Jane surprised them both by swinging her feet off the couch. She felt more energetic than she had in days. Weeks, even. She wasn't sure just what had happened to her, but there was no doubt in her mind that it had been beneficial.
"I want to see that dress," she said firmly.
Duncan and Mrs. Beasley exchanged looks. Finally, as though humoring an invalid, the reluctant Mrs. Beasley said, "Well, I'll take the dress out of the window, dear, but if I were you, I'd rest."
Jane paid no attention. Instead she followed Mrs. Beasley to the window and stood entranced as the store owner divested the mannequin of the pink dress.
"Wouldn't that be perfect for Mary Kate?" she asked Duncan.
Duncan, who wasn't sure that Jane was entirely well, eyed the dress doubtfully. It had large puffed sleeves, a satin sash, and dainty white lace edging above the hem.
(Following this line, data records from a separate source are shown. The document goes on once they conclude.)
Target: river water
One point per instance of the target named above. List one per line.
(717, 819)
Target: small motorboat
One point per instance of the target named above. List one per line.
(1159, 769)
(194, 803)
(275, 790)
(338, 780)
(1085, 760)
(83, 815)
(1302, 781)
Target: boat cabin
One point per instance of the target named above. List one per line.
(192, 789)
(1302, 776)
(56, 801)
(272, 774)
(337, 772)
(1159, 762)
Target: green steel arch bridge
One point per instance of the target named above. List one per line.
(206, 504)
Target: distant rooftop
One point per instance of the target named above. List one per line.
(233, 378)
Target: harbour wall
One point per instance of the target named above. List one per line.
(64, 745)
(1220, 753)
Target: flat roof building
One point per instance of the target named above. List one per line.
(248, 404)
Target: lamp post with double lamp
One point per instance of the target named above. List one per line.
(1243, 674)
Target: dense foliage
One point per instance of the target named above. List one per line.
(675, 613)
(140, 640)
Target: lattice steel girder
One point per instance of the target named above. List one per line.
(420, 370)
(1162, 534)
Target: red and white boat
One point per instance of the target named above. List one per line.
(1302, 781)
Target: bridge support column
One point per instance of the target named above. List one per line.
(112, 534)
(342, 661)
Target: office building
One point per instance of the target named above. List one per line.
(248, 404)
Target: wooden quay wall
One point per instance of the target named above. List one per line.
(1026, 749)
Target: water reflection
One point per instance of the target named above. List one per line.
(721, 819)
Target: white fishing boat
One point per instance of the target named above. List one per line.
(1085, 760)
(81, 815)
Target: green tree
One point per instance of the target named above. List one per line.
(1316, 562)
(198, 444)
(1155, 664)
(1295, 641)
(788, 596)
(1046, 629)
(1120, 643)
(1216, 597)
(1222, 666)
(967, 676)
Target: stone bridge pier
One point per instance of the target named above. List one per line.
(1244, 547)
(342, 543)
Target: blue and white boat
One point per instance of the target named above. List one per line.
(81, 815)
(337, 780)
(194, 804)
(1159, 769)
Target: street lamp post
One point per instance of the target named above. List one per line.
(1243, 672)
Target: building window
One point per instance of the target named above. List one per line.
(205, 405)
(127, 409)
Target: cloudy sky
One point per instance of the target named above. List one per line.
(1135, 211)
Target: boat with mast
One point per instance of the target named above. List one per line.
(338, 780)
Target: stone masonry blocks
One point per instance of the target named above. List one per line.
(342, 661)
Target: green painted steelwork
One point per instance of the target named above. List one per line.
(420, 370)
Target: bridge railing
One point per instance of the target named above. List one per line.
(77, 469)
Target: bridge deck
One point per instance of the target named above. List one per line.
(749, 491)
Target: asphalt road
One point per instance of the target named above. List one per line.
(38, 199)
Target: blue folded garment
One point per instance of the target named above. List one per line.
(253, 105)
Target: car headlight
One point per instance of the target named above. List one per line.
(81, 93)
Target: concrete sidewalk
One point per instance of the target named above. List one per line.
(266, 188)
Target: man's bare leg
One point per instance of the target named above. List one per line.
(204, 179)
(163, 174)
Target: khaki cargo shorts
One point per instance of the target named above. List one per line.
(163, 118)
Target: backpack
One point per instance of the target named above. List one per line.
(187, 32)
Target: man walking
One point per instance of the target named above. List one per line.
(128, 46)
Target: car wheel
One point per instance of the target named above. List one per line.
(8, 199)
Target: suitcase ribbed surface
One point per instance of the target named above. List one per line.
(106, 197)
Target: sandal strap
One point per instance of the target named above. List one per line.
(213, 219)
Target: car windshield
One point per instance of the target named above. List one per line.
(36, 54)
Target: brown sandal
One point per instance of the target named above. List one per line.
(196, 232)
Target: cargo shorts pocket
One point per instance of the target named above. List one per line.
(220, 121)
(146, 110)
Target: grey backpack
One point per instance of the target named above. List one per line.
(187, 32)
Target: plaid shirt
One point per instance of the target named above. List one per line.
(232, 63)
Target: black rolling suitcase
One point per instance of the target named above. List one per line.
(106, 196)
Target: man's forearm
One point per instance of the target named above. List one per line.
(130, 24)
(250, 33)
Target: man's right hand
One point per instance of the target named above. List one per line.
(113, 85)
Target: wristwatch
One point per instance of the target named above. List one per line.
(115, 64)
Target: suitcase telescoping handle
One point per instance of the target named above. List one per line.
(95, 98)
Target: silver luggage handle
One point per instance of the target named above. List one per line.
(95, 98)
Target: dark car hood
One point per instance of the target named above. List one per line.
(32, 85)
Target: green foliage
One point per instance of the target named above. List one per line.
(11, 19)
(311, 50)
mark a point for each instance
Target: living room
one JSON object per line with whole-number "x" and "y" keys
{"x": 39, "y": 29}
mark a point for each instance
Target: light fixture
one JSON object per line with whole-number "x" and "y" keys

He couldn't for the life of him imagine such an exquisite dress on a child whose knees seemed to be permanently skinned, whose hair hung in limp clumps, and whose fingernails were more often than not rimmed with dirt. Anyway, did someone as careless as Mary Kate deserve such a fine present? As exasperated as he was with her irresponsible behavior, he didn't think so.